Togliatti (awp/afp) - Le groupe Renault espère avoir mangé son pain noir avec Avtovaz, maison mère des Lada qu'il a consolidée début 2017 et pense voir revenir aux bénéfices l'année prochaine, fruit d'optimisations et rationalisations tous azimuts.

Les chefs d'atelier de l'usine de Togliatti, le siège historique, et Ijevsk, rachetée en 2011, le répètent: "tous les processus s'effectuent selon les critères de l'Alliance" Renault-Nissan-Mitsubishi, le codex des bonnes pratiques du géant industriel.

Cela concerne en particulier le contrôle de la qualité ainsi que la mutualisation des fonctions ingénierie, fabrication et logistique, qui ont permis à l'alliance de réaliser 5 milliards d'euros d'économies d'échelle mondiales.

Avtovaz travaille sur "beaucoup d'optimisation des coûts", selon son président Nicolas Maure. La récente voiture compacte Lada XRAY, présentée en 2016, utilise ainsi la même plateforme que les "low-cost" de Renault et Dacia.

Toutefois, "on est encore 20% moins productifs que la moyenne de Renault", concède M. Maure, dont les équipes ont pour mission de combler cet écart à moyenne échéance. L'usine d'Ijevsk, qui produit la récente berline Lada Vesta, ambitionne même d'entrer dans le "top 20" des usines les plus efficientes de l'entité franco-japonaise.

Créée il y a 50 ans dans le but de doter l'URSS d'une industrie automobile de masse, Avtovaz a produit jusqu'à un million d'unités par an à l'époque soviétique.

Un total tombé à 408.000 l'année dernière, dont 266.000 Lada, le reste consistant en des Renault et Nissan. Un taux d'utilisation des capacités de seulement 53%, alors que Renault s'est targué d'avoir utilisé les siennes à 100% en 2016.

Le plan de marche d'Avtovaz prévoit un retour dans le vert dès 2018 et une rentabilité opérationnelle de 5% en 2021. Pour le groupe Renault dans son ensemble, le PDG Carlos Ghosn a dit viser 7% un an plus tard.

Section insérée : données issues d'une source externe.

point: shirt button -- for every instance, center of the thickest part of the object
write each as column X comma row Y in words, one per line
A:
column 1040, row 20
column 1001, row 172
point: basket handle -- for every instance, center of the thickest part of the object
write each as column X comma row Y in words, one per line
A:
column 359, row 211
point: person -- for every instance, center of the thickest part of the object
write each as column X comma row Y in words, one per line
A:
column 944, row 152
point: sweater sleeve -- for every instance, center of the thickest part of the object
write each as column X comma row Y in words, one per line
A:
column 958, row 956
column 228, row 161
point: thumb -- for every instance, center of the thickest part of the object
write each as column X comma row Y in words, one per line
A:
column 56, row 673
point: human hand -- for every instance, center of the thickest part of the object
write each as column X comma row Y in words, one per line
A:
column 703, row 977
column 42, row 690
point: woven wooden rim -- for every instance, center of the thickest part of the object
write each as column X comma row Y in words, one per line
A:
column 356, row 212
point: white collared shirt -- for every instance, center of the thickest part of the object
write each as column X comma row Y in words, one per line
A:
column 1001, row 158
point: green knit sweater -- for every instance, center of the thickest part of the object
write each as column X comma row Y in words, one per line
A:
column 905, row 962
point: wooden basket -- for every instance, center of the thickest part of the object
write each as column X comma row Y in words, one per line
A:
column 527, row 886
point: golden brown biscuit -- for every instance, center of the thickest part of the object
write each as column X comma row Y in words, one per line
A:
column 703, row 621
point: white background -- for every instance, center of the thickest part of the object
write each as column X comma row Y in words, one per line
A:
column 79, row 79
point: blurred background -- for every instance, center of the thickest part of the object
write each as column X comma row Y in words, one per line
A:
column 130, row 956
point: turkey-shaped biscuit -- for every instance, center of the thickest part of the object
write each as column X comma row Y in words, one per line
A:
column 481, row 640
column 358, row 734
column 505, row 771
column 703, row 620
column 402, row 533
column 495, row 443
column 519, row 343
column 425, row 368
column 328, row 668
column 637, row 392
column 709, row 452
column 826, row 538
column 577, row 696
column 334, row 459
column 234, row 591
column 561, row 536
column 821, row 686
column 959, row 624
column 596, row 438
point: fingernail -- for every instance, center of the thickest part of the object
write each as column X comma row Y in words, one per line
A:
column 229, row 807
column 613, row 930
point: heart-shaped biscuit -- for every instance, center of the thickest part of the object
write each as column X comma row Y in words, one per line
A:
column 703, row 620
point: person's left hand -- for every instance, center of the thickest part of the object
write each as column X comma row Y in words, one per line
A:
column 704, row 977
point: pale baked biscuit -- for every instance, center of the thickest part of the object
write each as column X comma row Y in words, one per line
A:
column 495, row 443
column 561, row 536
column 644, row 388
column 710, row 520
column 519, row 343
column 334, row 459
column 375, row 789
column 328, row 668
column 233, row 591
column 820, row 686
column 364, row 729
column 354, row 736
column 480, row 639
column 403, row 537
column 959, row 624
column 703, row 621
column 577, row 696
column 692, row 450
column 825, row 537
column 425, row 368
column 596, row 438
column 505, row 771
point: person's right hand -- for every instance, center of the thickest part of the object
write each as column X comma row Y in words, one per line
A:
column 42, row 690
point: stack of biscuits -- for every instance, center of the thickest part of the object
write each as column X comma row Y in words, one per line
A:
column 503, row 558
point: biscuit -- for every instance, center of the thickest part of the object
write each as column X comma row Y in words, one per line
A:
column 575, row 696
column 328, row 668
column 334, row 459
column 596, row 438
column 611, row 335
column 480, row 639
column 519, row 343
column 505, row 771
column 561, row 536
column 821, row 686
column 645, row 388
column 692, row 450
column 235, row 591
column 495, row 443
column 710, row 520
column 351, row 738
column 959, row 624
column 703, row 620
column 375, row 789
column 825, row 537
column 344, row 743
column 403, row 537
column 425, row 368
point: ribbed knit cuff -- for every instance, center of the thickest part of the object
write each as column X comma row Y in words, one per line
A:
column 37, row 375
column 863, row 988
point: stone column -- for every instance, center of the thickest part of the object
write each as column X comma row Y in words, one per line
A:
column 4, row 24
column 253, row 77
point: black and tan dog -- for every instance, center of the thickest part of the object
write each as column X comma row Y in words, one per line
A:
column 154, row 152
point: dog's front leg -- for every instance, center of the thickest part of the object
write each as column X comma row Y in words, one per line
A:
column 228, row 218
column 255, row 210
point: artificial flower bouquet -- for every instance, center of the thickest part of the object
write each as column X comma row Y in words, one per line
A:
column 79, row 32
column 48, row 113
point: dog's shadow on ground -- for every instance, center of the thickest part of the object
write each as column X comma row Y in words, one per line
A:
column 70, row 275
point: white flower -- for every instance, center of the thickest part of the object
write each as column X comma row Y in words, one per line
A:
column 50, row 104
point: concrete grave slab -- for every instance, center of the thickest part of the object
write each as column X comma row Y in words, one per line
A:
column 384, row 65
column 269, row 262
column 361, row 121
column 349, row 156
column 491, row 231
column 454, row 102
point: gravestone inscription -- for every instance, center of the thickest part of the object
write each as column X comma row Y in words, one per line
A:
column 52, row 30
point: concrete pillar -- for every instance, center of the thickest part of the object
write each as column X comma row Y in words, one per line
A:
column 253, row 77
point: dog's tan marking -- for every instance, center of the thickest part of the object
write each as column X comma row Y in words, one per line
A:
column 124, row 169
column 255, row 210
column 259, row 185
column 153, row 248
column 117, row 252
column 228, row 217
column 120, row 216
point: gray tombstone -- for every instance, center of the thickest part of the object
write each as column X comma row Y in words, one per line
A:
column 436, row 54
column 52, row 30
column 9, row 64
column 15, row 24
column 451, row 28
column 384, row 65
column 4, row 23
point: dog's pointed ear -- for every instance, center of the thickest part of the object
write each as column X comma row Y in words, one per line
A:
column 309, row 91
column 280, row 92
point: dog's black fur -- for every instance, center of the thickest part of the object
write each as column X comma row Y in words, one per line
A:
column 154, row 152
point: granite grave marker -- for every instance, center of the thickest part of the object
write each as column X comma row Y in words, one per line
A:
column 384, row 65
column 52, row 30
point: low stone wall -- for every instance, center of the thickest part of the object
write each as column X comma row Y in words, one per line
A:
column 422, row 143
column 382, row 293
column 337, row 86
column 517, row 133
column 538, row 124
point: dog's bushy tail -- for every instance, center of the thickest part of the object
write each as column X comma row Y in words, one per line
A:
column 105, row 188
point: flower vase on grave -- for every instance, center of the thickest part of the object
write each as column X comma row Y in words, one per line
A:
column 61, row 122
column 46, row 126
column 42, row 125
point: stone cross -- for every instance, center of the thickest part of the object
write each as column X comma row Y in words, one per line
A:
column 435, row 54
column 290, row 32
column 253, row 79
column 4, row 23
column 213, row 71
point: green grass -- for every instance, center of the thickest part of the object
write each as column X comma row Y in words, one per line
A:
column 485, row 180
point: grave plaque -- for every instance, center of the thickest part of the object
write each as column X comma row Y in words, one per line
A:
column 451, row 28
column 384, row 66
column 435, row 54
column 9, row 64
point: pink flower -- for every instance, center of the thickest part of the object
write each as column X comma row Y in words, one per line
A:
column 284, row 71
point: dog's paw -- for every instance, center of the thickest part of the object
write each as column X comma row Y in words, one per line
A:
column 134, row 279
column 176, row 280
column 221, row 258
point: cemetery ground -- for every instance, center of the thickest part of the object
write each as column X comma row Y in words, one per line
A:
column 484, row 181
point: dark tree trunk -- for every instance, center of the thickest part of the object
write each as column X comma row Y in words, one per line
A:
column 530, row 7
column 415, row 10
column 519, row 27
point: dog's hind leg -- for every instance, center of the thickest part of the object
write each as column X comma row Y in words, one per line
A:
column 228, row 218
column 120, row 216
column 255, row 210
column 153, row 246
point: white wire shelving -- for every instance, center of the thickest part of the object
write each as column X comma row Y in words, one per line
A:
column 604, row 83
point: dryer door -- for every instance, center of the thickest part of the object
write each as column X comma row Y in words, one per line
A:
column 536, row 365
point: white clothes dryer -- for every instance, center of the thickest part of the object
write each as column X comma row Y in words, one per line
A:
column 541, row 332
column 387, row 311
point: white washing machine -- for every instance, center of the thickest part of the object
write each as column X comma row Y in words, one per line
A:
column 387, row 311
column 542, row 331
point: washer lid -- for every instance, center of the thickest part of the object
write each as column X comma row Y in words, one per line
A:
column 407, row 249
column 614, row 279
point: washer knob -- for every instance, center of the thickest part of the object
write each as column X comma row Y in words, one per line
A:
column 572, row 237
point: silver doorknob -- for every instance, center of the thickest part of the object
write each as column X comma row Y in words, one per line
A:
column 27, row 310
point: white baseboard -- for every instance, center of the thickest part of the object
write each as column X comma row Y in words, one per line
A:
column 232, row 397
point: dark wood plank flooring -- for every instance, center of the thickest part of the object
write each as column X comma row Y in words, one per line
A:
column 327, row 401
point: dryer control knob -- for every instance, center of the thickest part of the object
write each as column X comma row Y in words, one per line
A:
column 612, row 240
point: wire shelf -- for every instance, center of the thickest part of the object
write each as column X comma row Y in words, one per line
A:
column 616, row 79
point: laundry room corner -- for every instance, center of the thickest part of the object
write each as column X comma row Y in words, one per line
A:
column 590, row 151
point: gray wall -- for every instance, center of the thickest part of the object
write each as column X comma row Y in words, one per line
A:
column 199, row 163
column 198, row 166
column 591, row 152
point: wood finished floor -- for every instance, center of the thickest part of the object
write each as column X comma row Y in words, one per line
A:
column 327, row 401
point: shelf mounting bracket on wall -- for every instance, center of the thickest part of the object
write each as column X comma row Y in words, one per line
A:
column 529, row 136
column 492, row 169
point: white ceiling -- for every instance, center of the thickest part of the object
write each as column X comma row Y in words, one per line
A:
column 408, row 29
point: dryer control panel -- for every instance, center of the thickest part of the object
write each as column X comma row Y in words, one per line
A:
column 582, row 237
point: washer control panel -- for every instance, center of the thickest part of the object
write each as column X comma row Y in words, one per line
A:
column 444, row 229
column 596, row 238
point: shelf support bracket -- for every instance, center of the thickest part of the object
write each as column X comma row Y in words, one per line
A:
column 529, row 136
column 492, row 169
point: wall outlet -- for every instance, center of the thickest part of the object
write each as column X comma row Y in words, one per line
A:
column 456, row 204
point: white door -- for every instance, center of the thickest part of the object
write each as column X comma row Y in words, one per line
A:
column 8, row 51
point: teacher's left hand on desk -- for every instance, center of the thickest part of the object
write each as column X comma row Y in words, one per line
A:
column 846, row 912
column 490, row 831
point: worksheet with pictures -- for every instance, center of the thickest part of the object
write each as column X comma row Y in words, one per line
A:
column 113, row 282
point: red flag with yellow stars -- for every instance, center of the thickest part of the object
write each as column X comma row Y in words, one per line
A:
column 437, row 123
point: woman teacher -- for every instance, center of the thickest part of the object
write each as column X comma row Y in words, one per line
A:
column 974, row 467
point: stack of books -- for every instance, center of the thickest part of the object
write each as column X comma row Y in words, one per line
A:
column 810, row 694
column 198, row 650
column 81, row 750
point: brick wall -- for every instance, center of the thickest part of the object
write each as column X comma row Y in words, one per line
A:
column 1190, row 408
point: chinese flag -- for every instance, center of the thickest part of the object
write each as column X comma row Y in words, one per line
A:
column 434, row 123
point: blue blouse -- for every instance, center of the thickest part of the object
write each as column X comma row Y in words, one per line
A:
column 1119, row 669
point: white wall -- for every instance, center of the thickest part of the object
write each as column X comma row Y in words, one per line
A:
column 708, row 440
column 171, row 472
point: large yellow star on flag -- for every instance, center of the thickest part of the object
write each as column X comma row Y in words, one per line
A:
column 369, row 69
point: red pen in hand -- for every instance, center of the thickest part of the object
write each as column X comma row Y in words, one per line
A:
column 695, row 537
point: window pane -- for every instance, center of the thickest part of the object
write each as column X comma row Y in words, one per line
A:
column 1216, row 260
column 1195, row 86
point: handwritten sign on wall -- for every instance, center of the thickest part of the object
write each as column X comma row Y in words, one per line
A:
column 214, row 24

L'usine de Togliatti, qui s'étale sur 600 hectares de terrain dont 400 de bâtiments, l'une des plus grandes du monde, est en train d'être "compactée" et les lignes raccourcies s'équipent graduellement de "full kitting", méthode d'approvisionnement des pièces au service de la rapidité et de la flexibilité. Cinq modèles distincts sont produits sur la même ligne.

- Automatisation limitée -

Cette réduction de l'empreinte industrielle est aussi passée par un amaigrissement des effectifs d'Avtovaz, passés de 100.000 personnes en 2008 à 46.000 aujourd'hui, ce qui a provoqué des remous au point de contribuer à coûter sa place au prédécesseur de M. Maure, Bo Andersson.

Pour "générer des emplois et absorber nos effectifs excédentaires", Avtovaz a créé un "parc industriel" à Togliatti, qui accueille notamment un centre d'appel de la banque Sberbank, indique M. Maure.

Contrairement aux usines d'Europe occidentale, la priorité n'est pas de robotiser les opérations, car le faible coût de la main-d'oeuvre ne l'impose pas d'un point de vue économique. Le salaire moyen à Togliatti est de quelque 400 euros par mois.

En revanche, Renault tient absolument à "localiser" le plus possible la production, l'inflation et les taxes à l'importation rendant hasardeux de s'approvisionner en dehors des frontières. A 86%, le taux de pièces locales dans les Lada est "l'un des plus élevés de Russie", se félicite M. Maure.

Mais la future rentabilité de l'entreprise dépendra aussi de la tenue du marché automobile russe, qui a chuté en quatre ans de 2,9 à 1,4 million d'immatriculations neuves, sur fond de rente pétrolière en baisse et des sanctions imposées dans la foulée de l'invasion de l'Ukraine.

Pour M. Maure, le fond a été atteint l'année dernière et le marché remontera à 1,6 million en 2017, mais c'est un "scénario de reprise lente" qui semble se dessiner.

Il se dit persuadé que le potentiel reste de trois millions, soit le plus gros de toute l'Europe, vu le faible taux de motorisation en Russie (288 voitures pour 1.000 habitants, moins de la moitié de l'UE) et l'âge élevé du parc roulant.

Il s'agit aussi de susciter un "redécollage réaliste des exportations" qui ont atteint historiquement jusqu'à 350.000 unités par an, indique M. Maure. Aujourd'hui, 92% des Lada restent en Russie.

Ne respectant pas les dernières normes, elles sont confinées à de faibles volumes en Europe occidentale. Avec elles, Renault veut surtout courtiser les marchés émergents comme le Moyen-Orient, l'Afrique, voire l'Amérique latine.